La fábrica de chips abandonada de Tres Cantos que querrían convertir en un hospital
Lo que fue en su día un símbolo de modernidad tecnológica hoy permanece cerrado y en desuso. La antigua fábrica de microchips de Tres Cantos, inaugurada en 1987 como una de las más avanzadas de Europa, ha salido al mercado por un precio de 300 millones de euros, y el debate no ha tardado en reactivarse: ¿debería el espacio convertirse en un hospital público que dé servicio a toda la zona norte de Madrid?

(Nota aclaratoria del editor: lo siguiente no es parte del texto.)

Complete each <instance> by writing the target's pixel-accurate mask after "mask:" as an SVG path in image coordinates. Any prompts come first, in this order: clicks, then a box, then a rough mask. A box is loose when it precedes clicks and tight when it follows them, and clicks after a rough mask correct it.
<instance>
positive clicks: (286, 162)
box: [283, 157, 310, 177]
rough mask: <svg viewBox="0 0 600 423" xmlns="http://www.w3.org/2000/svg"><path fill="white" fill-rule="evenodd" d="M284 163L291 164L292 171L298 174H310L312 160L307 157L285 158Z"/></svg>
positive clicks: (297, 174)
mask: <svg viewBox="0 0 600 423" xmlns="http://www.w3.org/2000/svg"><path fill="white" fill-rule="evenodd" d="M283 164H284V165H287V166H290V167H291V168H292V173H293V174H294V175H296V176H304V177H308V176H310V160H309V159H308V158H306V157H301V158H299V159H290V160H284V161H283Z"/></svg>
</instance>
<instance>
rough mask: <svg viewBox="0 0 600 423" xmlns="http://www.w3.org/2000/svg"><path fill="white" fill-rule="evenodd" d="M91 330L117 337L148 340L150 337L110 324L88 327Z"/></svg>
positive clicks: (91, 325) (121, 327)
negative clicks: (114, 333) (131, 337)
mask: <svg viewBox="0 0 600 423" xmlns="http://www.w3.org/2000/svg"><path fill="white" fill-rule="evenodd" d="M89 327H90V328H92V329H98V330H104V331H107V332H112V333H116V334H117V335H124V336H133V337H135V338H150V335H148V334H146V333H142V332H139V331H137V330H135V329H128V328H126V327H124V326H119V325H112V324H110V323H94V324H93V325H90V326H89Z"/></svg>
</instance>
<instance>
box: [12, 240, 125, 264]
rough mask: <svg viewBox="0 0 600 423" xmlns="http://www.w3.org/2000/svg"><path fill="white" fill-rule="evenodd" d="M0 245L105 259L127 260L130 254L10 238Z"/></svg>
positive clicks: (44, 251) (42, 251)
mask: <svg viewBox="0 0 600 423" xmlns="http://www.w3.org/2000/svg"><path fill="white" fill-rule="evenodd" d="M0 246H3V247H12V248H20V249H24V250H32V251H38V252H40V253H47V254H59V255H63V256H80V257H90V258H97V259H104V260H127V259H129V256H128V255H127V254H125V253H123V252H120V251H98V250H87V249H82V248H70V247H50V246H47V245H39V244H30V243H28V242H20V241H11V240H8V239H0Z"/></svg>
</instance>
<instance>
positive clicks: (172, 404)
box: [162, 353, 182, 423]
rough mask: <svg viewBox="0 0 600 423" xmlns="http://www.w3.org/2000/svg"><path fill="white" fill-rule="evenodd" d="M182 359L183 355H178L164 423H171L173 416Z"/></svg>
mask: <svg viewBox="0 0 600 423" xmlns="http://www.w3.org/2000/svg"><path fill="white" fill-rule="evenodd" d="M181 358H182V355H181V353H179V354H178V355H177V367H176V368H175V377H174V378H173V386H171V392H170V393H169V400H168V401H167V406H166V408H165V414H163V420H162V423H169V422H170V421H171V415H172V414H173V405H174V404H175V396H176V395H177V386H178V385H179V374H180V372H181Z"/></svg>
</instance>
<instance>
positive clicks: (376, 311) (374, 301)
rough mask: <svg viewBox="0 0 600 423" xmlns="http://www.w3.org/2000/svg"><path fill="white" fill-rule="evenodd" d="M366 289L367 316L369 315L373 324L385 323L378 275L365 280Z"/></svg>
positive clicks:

La historia de esta planta es la historia de una gran promesa tecnológica que nunca llegó a consolidarse. Fue inaugurada gracias a un acuerdo entre la estadounidense AT&T y Telefónica, con el objetivo de convertir a España en una potencia en la industria de los semiconductores. Sin embargo, tras sucesivos cambios de propiedad —Lucent Technologies, Agere Systems y finalmente BP— el edificio acabó transformado en una fábrica de paneles solares y, más tarde, cerrado por completo.
Un espacio con potencial… y sin uso
Situada en una de las zonas más estratégicas del municipio, la antigua planta representa un enclave privilegiado de más de 20.000 metros cuadrados de superficie. Su ubicación, muy próxima a Madrid y bien conectada por carretera y tren, la convierte en un activo inmobiliario de gran valor.
Precisamente por eso, ya se han alzado voces en el municipio y en la comarca del norte de Madrid reclamando que ese espacio no se convierta en otro proyecto especulativo más, sino que se destine a una infraestructura sanitaria que dé respuesta a una necesidad real: la falta de un gran hospital público en esta parte de la comunidad.
Tres Cantos y alrededores, con servicios sanitarios saturados
Actualmente, los vecinos de Tres Cantos, Colmenar Viejo, Alcobendas, San Sebastián de los Reyes y otros municipios cercanos deben desplazarse hasta el Hospital La Paz o el Hospital Infanta Sofía, ambos ya con altos niveles de ocupación, para recibir atención hospitalaria especializada. La creación de un hospital de referencia en el norte lleva años sobre la mesa, pero nunca ha terminado de concretarse.
Ahora, la oportunidad parece evidente. La venta del edificio industrial podría abrir la puerta a una reconversión pública si hay voluntad política y apoyo económico, bien a través de la Comunidad de Madrid o de una colaboración público-privada.
De símbolo tecnológico a oportunidad social
La antigua planta de microchips representa también una lección de historia económica reciente. En los años 80, fue inaugurada con orgullo como uno de los proyectos más punteros en fabricación de circuitos integrados. Pero la deslocalización progresiva de la industria y la presión del mercado acabaron desplazando este tipo de instalaciones a Asia y otros países con menores costes.
Hoy, mientras España intenta reconstruir un ecosistema de semiconductores basado en startups y diseño de chips, el edificio de Tres Cantos permanece como un testigo silencioso de lo que pudo haber sido.
¿Hospital o nuevo proyecto privado?
El futuro de esta parcela dependerá en gran medida del comprador que finalmente cierre la operación. A día de hoy, no se ha hecho público el nombre de ningún interesado concreto, aunque fuentes del sector inmobiliario apuntan a que ya hay inversores internacionales evaluando el activo.
Mientras tanto, en Tres Cantos y otros municipios colindantes, la presión ciudadana crece para que el espacio no acabe convertido en oficinas, viviendas o un centro logístico, sino en una instalación sanitaria moderna y necesaria.
Una fábrica abandonada, 300 millones en juego y una necesidad sanitaria urgente. La pregunta está sobre la mesa: ¿aprovechará Madrid esta oportunidad única para reforzar la atención médica en el norte o se perderá, una vez más, en manos del mercado?